Estamos vendo pautas nefastas sendo implementadas a olhos vistos sem que a maioria das pessoas consiga perceber a malignidade delas. E creio que isso ocorre porque elas perderam a capacidade de raciocínio e de pensamento próprio, assumindo como verdade aquilo que outros dizem ser verdade.
É por isso que muitas pessoas desconhecem hoje os reais significados de conceitos como Democracia e Fascismo, com a maioria das pessoas acreditando nas definições divulgadas por narrativas criadas , por exemplo, pela grande mídia.
A sociedade está repleta de pessoas que não vivem mais sem o Google. Não saem de casa sem antes consultar a internet para saber a previsão do tempo; se querem sair pra comer fora buscam na rede uma indicação, perdendo a experiência de viver o inesperado e de explorar por conta própria novas possibilidades, não apenas gastronômicas, mas em outras áreas também.
Por exemplo, poucos são os que em visita a cidades turísticas saem fora do roteiro de visitação popular e se aventuram por outros lugares, para conhecer lugares poucos explorados e pouco visitados.

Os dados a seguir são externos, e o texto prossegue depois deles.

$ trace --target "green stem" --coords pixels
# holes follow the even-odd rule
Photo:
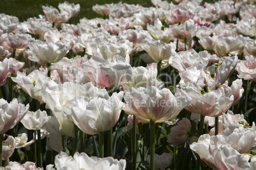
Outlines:
[[[84,147],[84,143],[83,143],[83,140],[84,140],[84,133],[82,131],[80,130],[79,131],[79,136],[80,138],[80,152],[83,152],[83,147]]]
[[[3,140],[3,134],[0,134],[0,167],[2,166]]]
[[[176,147],[174,145],[173,146],[173,169],[175,169],[176,166]]]
[[[192,133],[192,132],[188,132],[188,134],[189,134],[189,136],[197,136],[197,137],[200,136],[198,134]]]
[[[16,55],[16,49],[13,49],[13,58],[15,58]]]
[[[74,155],[77,149],[77,141],[78,141],[78,128],[77,128],[76,125],[74,126],[73,131],[75,134],[75,138],[73,139],[72,141],[72,154]]]
[[[65,150],[65,136],[61,135],[61,141],[62,141],[62,144],[63,152],[66,152],[66,150]]]
[[[51,77],[51,63],[47,63],[48,77]]]
[[[43,157],[42,157],[42,149],[41,144],[41,132],[40,130],[38,130],[38,155],[39,155],[39,162],[38,167],[43,167]]]
[[[6,83],[5,83],[4,85],[3,85],[2,86],[0,87],[1,92],[2,93],[2,98],[3,99],[4,99],[5,100],[7,100],[8,102],[10,102],[9,95],[7,95],[8,93],[8,89],[6,88]]]
[[[104,158],[104,132],[99,133],[99,157]]]
[[[14,98],[14,95],[13,95],[13,81],[11,79],[11,77],[8,77],[7,78],[7,82],[8,85],[8,88],[9,88],[9,95],[10,95],[10,101],[9,102],[11,101],[13,98]]]
[[[177,39],[177,41],[176,42],[176,52],[178,52],[178,48],[179,46],[179,41]]]
[[[184,49],[185,49],[185,51],[187,51],[186,43],[187,43],[187,38],[185,38],[185,43],[184,43],[184,45],[185,45]]]
[[[108,131],[108,153],[110,157],[113,157],[113,128]]]
[[[199,126],[199,135],[202,135],[204,133],[204,115],[201,114],[201,117],[200,117],[200,126]]]
[[[205,133],[209,133],[209,128],[208,128],[208,125],[207,124],[207,123],[204,124],[204,129],[205,129]]]
[[[160,60],[157,63],[157,76],[161,74],[161,63],[162,61]]]
[[[150,170],[155,169],[155,122],[150,119]]]
[[[36,131],[34,131],[34,162],[36,166],[38,166],[38,162],[36,157]]]
[[[246,81],[246,93],[245,93],[245,114],[246,113],[247,111],[247,99],[248,99],[248,95],[249,94],[249,91],[251,88],[251,84],[252,84],[252,81]]]
[[[132,125],[132,169],[136,169],[136,160],[137,160],[137,134],[136,134],[136,117],[133,115],[133,125]]]
[[[218,134],[218,116],[215,117],[215,135]]]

Alguns alegam questões como a segurança mas a maioria quer mesmo é uma boa foto de recordação, num lugar que todos reconheçam, para colocar em seu perfil no Instagram.
Hoje as pessoas têm medo do desconhecido. Perderam aquela curiosidade que antes era natural e própria do ser humano e que nos levou a grandes avanços. Se hoje estamos neste patamar civilizacional, foi porque no passado as pessoas se permitiram pensar, se permitiram experimentar, se permitiram tentar novas possibilidades, não possuindo limitações aos avanços intelectuais. O ato de pensar fazia parte do cotidiano e as pessoas não tinham quem lhes impedissem de progredir intelectualmente colocando dificuldades disfarçadas de facilidades, como ocorre hoje.
Os pais e as famílias eram responsáveis por transmitir os valores morais e as escolas eram as responsáveis por ensinar a pensar e a adquirir conhecimento. Bibliotecas e outros centros de conhecimento eram locais que ofereciam acesso às mais variadas fontes de conhecimento e não buscavam influenciar as pessoas ou direcionar o conhecimento. Estava tudo lá (ainda está) e bastava que as pessoas escolhessem o que queriam explorar. Mas quem quer se dar o trabalho de pesquisar numa biblioteca, tendo o Google às mãos, mesmo com a experiência intelectual proporcionada pelo ambiente de uma grande biblioteca?
Hoje o Google facilita o acesso à informação mas muitas vezes manipula o conteúdo oferecido, facilitando o acesso a alguns conteúdos e dificultando o acesso a outros, interferindo diretamente no nosso processo de escolha e, desta forma, interferindo também diretamente no conhecimento que adquirimos. Sem escolhas não há liberdade.
É desta maneira que a sociedade vai sendo lentamente moldada segundo planos que certamente não favorecerão a todos. E como podemos reverter isto? Primeiramente reaprendendo a pensar. E para isso o primeiro passo é não permitir que o Google ou outras ferramentas nos digam o que pensar e nem direcionem as nossas ações. Afinal, somos pessoas livres e racionais! Ainda!